Sting of the Zygons di Stephen Cole

Sting of the Zygons di Stephen Cole
Sting of the Zygons di Stephen Cole

Il romanzo “Sting of the Zygons” di Stephen Cole è stato pubblicato per la prima volta nel 2007. È al momento inedito in Italia.

Il Decimo Dottore porta Martha Jones nella regione inglese del Lake District nel 1909. Lì scoprono che è in atto una caccia alla “Bestia di Westmorland” che ha attirato perfino l’interesse di re Edoardo VII, il cui arrivo è atteso nella zona. La Bestia viene avvistata ma il Dottore si rende conto che si tratta di uno Skarasen e la sua presenza significa che nell’area ci sono anche Zygon.

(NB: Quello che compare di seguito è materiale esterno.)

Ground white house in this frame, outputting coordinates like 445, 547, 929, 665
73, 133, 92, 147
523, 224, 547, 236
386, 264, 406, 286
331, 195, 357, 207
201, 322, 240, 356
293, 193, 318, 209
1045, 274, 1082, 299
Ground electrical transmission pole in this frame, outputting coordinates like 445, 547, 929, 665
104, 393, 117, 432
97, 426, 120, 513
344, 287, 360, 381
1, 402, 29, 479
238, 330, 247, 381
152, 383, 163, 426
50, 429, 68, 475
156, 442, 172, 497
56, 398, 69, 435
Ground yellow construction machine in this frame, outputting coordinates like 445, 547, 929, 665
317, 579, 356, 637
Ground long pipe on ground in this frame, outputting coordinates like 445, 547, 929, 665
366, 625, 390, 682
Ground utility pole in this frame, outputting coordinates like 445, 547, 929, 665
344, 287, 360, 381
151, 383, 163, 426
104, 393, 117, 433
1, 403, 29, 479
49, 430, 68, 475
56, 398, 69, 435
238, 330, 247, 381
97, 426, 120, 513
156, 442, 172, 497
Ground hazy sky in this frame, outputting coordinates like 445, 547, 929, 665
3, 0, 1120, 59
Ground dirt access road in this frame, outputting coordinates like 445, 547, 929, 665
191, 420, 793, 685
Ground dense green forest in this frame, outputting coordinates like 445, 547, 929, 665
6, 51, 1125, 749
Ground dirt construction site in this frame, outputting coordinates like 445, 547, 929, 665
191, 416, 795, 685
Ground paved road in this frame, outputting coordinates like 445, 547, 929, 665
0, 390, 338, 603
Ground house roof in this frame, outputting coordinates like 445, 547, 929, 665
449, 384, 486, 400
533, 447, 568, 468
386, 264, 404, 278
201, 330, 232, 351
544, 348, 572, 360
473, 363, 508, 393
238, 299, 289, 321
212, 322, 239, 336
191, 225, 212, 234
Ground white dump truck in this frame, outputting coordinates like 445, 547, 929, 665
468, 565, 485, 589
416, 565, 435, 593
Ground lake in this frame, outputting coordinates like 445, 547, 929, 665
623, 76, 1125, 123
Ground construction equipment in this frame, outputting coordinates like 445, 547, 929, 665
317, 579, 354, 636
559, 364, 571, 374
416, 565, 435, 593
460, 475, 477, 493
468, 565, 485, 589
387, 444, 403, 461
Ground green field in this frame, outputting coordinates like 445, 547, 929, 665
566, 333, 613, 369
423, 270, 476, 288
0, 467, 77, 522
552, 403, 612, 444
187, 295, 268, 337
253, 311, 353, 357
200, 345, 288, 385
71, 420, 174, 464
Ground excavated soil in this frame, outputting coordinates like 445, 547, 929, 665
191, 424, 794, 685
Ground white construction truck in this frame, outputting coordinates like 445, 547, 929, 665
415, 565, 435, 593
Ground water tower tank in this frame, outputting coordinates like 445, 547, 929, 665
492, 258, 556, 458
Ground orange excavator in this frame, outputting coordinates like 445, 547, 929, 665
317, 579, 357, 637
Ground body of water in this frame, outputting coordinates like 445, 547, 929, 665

Il Dottore conosce il grave pericolo legato agli Zygon, che sono in grado di assumere le sembianze degli esseri umani che prendono prigionieri. È necessario scoprire al più presto quali sono i piani degli alieni ma di chi ci si può fidare quando chiunque potrebbe essere uno di loro?

“Sting of the Zygons” fa parte di una collana di romanzi connessi alla nuova serie di “Doctor Who”. Essi sono orientati ad un ampio pubblico essendo abbastanza lineari da essere apprezzati anche da lettori molto giovani ma abbastanza sofisticati da poter interessare anche lettori più maturi.

Gli Zygon erano stati protagonisti di “Terror of the Zygons”, un apprezzato serial nella serie classica di “Doctor Who”, ma a livello televisivo erano tornati solo nello speciale per il 50° anniversario “Il giorno del Dottore” (“The Day of The Doctor”). È andata un po’ meglio a livello letterario, dove c’è stata qualche occasionale apparizione di questi alieni.

La trama di “Sting of the Zygons” apporta alcune varianti a quella del serial classico “Terror of the Zygons” e non solo per i protagonisti e l’ambientazione nel 1909 nel Lake District. In questo romanzo il Decimo Dottore viene coinvolto nella ricerca di un gigantesco animale avvistato nell’area e scopre che si tratta di uno Skarasen, la cui presenza è legata a quella degli Zygon.

La presenza degli abitanti locali, degli altri personaggi arrivati per dare la caccia allo Skarasen e soprattutto quella di Martha Jones permette al Dottore di spiegare la sua natura e quella degli Zygon. Certo, è meglio aver visto il serial “Terror of the Zygons” per avere una prospettiva più ampia ma chi non conosce questi alieni trova nel romanzo le informazioni necessarie a conoscerli.

Purtroppo “Sting of the Zygons” ricorda la serie classica di “Doctor Who” anche nella struttura della storia, nel senso che fin troppo spesso i protagonisti non fanno altro che spostarsi da un luogo a un altro. I romanzi di questa collana non sono molto lunghi perciò le pagine usate per descrivere gli eventi più banali sono sottratte ad altri usi più interessanti. Una conseguenza è che i tanti personaggi del romanzo sono spesso stereotipati e non realmente sviluppati.

Senza questi difetti secondo me “Sting of the Zygons” poteva essere davvero un romanzo eccellente per la storia riguardante gli alieni e per l’ambientazione. Nelle storie con gli Zygon un importante fattore di tensione è dato dal fatto che sono mutaforma e possono assumere le sembianze di chiunque riescano a catturare con tutte le conseguenze del caso. L’ambientazione permette a Stephen Cole di fornire uno spaccato della società britannica subito dopo la fine dell’età vittoriana.

Come già le era successo nella serie televisiva, la povera Martha è oggetto di discriminazioni. L’autore non ci racconta certo dei bei vecchi tempi dell’impero britannico, invece ci mostra una società con forti divisioni di classe. In quest’ambientazione, anche personaggi che dovrebbero essere tra i buoni hanno pregiudizi legati a sesso e razza.

Il risultato di questo mix di elementi è un romanzo con molta azione ma non sempre utile a mantenere ritmo e tensione. Ci sono colpi di scena ma a un certo punto la storia comincia a diventare per alcuni versi ripetitiva. Ciò a volte pesa su una trama che dovrebbe essere più concentrata sulla lotta tra il Dottore e gli Zygon.

Alla fine tra pregi e difetti secondo me gli elementi positivi di “Sting of the Zygons” sono maggiori di quelli negativi. Forse Stephen Cole non ha avuto abbastanza tempo per sfruttare meglio le limitazioni nella lunghezza di questi libri ma tutto sommato il risultato è buono perciò secondo me vale la pena di leggere questo romanzo.